Suppose you have a random sample $$X_1,\dots,X_n$$ from a distribution that involves a parameter $$\theta$$ which assumes values in a parameter space $$\Theta$$. You partition the parameter space as $$\Theta=\Theta_0\cup\Theta_1$$, and you want to test the hypotheses
$$H_0 : \theta \in \Theta_0 \, ,$$
$$H_1 : \theta \in \Theta_1 \, ,$$
which are called the null and alternative hypotheses, respectively.

Let $$\mathscr{X}$$ denote the sample space of all possible values of the random vector $$X=(X_1,\dots,X_n)$$. Your goal in building a test procedure is to partition this sample space $$\mathscr{X}$$ into two pieces: the critical region $$\mathscr{C}$$, containing the values of $$X$$ for which you will reject the null hypothesis $$H_0$$ (and, so, accept the alternative $$H_1$$), and the acceptance region $$\mathscr{A}$$, containing the values of $$X$$ for which you will not reject the null hypothesis $$H_0$$ (and, therefore, reject the alternative $$H_1$$).

Formally, a test procedure can be described as a measurable function $$\varphi:\mathscr{X}\to\{0,1\}$$, with the obvious interpretation in terms of the decisions made in favor of each of the hypotheses. The critical region is $$\mathscr{C}=\varphi^{-1}(\{1\})$$, and the acceptance region is $$\mathscr{A}=\varphi^{-1}(\{0\})$$.

For each test procedure $$\varphi$$, we define its power function $$\pi_\varphi:\Theta\to[0,1]$$ by
$$\pi_\varphi(\theta) = \Pr(\varphi(X)=1\mid\theta) = \Pr(X\in\mathscr{C}\mid\theta) \, .$$
In words, $$\pi_\varphi(\theta)$$ gives you the probability of rejecting $$H_0$$ when the parameter value is $$\theta$$.

The decision to reject $$H_0$$ when $$\theta\in\Theta_0$$ is wrong.
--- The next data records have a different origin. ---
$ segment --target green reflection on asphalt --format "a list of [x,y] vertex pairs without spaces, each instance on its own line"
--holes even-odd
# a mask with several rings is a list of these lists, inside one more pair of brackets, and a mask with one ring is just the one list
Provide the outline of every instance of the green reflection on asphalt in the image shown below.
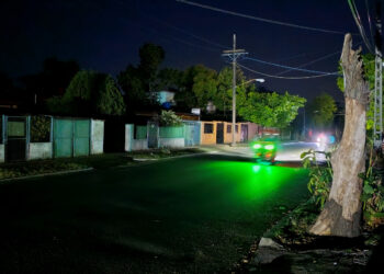
[[287,187],[307,174],[306,170],[300,168],[247,161],[215,161],[206,163],[205,168],[218,175],[223,186],[236,182],[233,195],[245,201],[267,198],[279,187]]

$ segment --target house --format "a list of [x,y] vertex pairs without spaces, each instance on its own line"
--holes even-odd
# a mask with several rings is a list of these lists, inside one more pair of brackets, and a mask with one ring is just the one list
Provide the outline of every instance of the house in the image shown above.
[[165,109],[170,109],[171,106],[176,105],[173,91],[151,91],[149,94],[150,99],[159,102],[159,104]]

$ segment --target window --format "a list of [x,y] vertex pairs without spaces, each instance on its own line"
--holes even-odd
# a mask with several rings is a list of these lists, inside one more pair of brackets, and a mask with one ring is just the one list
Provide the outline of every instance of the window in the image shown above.
[[204,134],[213,134],[213,124],[204,124]]

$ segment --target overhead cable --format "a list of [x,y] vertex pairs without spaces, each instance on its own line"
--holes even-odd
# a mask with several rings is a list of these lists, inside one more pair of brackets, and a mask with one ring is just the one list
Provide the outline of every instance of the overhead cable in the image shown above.
[[353,19],[354,19],[354,22],[355,22],[355,24],[357,24],[357,26],[358,26],[358,28],[359,28],[360,35],[361,35],[361,37],[362,37],[362,39],[363,39],[363,42],[364,42],[366,48],[368,48],[371,53],[373,53],[373,47],[372,47],[370,41],[369,41],[368,37],[366,37],[366,34],[365,34],[365,31],[364,31],[364,26],[363,26],[362,23],[361,23],[361,19],[360,19],[360,15],[359,15],[359,12],[358,12],[358,9],[357,9],[357,7],[355,7],[354,1],[353,1],[353,0],[348,0],[348,4],[349,4],[349,8],[351,9],[352,16],[353,16]]
[[253,73],[258,73],[258,75],[270,77],[270,78],[285,79],[285,80],[305,80],[305,79],[320,78],[320,77],[326,77],[326,76],[335,76],[335,75],[330,73],[330,75],[304,76],[304,77],[283,77],[283,76],[275,76],[275,75],[268,75],[264,72],[260,72],[260,71],[250,69],[250,68],[248,68],[244,65],[240,65],[240,64],[237,64],[237,66],[240,68],[244,68],[245,70],[253,72]]
[[[145,16],[146,16],[146,15],[145,15]],[[181,33],[184,33],[184,34],[187,34],[187,35],[190,35],[191,37],[194,37],[194,38],[196,38],[196,39],[200,39],[200,41],[202,41],[202,42],[204,42],[204,43],[207,43],[207,44],[211,44],[211,45],[213,45],[213,46],[221,47],[221,48],[224,48],[224,49],[230,48],[230,47],[228,47],[228,46],[224,46],[224,45],[222,45],[222,44],[218,44],[218,43],[213,42],[213,41],[211,41],[211,39],[207,39],[207,38],[205,38],[205,37],[199,36],[199,35],[196,35],[196,34],[194,34],[194,33],[188,32],[188,31],[185,31],[185,30],[183,30],[183,28],[180,28],[180,27],[178,27],[178,26],[171,25],[171,24],[169,24],[169,23],[167,23],[167,22],[165,22],[165,21],[162,21],[162,20],[154,19],[154,18],[151,18],[151,16],[146,16],[146,18],[149,18],[150,20],[153,20],[153,21],[155,21],[155,22],[158,22],[158,23],[160,23],[160,24],[162,24],[162,25],[165,25],[165,26],[171,27],[171,28],[173,28],[173,30],[176,30],[176,31],[178,31],[178,32],[181,32]]]
[[206,10],[212,10],[212,11],[216,11],[216,12],[221,12],[221,13],[230,14],[234,16],[240,16],[240,18],[245,18],[245,19],[256,20],[256,21],[260,21],[260,22],[264,22],[264,23],[283,25],[283,26],[289,26],[289,27],[296,27],[296,28],[302,28],[302,30],[307,30],[307,31],[316,31],[316,32],[323,32],[323,33],[345,35],[343,32],[339,32],[339,31],[331,31],[331,30],[319,28],[319,27],[297,25],[297,24],[281,22],[281,21],[276,21],[276,20],[252,16],[252,15],[248,15],[248,14],[244,14],[244,13],[239,13],[239,12],[234,12],[234,11],[228,11],[228,10],[215,8],[215,7],[207,5],[207,4],[201,4],[201,3],[196,3],[196,2],[192,2],[192,1],[187,1],[187,0],[176,0],[176,1],[181,2],[181,3],[185,3],[185,4],[190,4],[190,5],[194,5],[194,7],[199,7],[199,8],[206,9]]
[[270,62],[270,61],[263,61],[263,60],[256,59],[256,58],[251,58],[251,57],[245,57],[244,59],[246,59],[246,60],[252,60],[252,61],[257,61],[257,62],[260,62],[260,64],[266,64],[266,65],[270,65],[270,66],[274,66],[274,67],[286,68],[286,69],[290,69],[290,70],[298,70],[298,71],[309,72],[309,73],[317,73],[317,75],[337,75],[337,76],[339,75],[338,72],[325,72],[325,71],[318,71],[318,70],[309,70],[309,69],[295,68],[295,67],[284,66],[284,65],[274,64],[274,62]]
So, for a given problem, you may want to consider only those test procedures $$\varphi$$ for which $$\pi_\varphi(\theta)\leq\alpha$$, for every $$\theta\in\Theta_0$$, in which $$\alpha$$ is some significance level ($$0<\alpha<1$$). Note that the significance level is a property of a class of test procedures. We can describe this class precisely as
$$\mathscr{T}_{\alpha} = \left\{ \varphi\in\{0,1\}^\mathscr{X} : \pi_\varphi(\theta)\leq\alpha, \textrm{for every}\; \theta\in\Theta_0\right\} \, .$$

For each individual test procedure $$\varphi$$, the maximum probability $$\alpha_\varphi=\sup_{\theta\in\Theta_0}\pi_\varphi(\theta)$$ of wrongly rejecting $$H_0$$ is called the size of the test procedure $$\varphi$$.

It follows directly from these definitions that, once we have established a significance level $$\alpha$$, and therefore determined the class $$\mathscr{T}_{\alpha}$$ of acceptable test procedures, each test procedure $$\varphi$$ within this class will have size $$\alpha_\varphi\leq\alpha$$, and conversely. Concisely, $$\varphi\in\mathscr{T}_{\alpha}$$ if and only if $$\alpha_\varphi\leq\alpha$$.